November continued the trend of positive performance delivered by the major domestic investment asset classes. We saw impressive returns from bonds, equities, cash, and currencies as global investors piled back into emerging markets. The positive shift in risk sentiment was propelled by less hawkish comments made by US Federal Open Market Committee (FOMC) president, Jerome Powell, as well as a lower perceived risk of a global recession.
Global central bankers continued to tighten financial conditions in November. Notably, the FOMC increased its benchmark interest rate by another outsized 75 basis points (bps) while remarking that the rate of increases will likely be lower in coming months. The South African Reserve Bank (SARB) also raised the local benchmark interest rate by 75 bps, bringing the Repurchase Rate to 7.0%. This is 25 bps higher than before the Covid pandemic.
South African money market investments were consequentially impacted by the SARB raising its benchmark interest rate. The money market flattened significantly with the 3-month Jibar rate increasing 68 basis points and 12-month Jibar increasing by a mere 14 basis points over the month of November. The one-year treasury bill remained unchanged over the period at 8.27% as the National Treasury elected to lower the T-bill issuance for the remainder of the year.

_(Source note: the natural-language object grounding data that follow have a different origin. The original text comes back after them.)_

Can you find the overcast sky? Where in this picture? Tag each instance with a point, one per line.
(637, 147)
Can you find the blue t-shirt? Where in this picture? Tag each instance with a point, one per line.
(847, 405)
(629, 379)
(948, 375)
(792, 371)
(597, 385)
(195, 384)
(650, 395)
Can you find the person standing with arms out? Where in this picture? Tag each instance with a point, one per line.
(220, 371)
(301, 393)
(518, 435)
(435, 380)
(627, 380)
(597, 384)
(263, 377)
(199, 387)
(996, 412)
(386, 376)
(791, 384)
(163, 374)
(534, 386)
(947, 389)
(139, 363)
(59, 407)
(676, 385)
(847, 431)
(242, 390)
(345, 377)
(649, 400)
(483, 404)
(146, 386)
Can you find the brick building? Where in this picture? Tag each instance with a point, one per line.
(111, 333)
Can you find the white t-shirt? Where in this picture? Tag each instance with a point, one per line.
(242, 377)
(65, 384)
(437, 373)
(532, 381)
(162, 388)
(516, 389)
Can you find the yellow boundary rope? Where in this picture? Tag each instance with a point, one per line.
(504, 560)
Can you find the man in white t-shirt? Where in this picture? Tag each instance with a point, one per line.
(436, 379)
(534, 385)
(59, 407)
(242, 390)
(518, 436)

There was a similar trend in the South African nominal bond curve. While yields eased, the majority of the of the move was in the longer end of the yield curve, with the R186 yield decreasing by 35.5 bps and the yield of the longer dated R2040 falling by 60 bps. This translated into the long end of the All-Bond Index (12-year + term to maturity) returning 4.60% over the month and short end bonds (1- to 3- years to maturity) returning significantly less, at 1.67%. The overall return for the All-Bond Index was 3.91% for November.
As noted earlier, the October inflation print surprised slightly to the upside, rising 0.1% to 7.6%. This was mainly due to an under recovery in food prices, as the weak Rand led to higher import prices. Inflation-linked bonds recovered well as real yields continued to decline. As was the case in nominal bonds, the linker curve flattened, with the I2025 real yield declining by 4bps and the I2050 real yield falling a more pronounced 15bps. The inflation linked bond index returned 0.64%, with most of the performance attributed to the long end of the curve (12-years+) which returned 2.27%.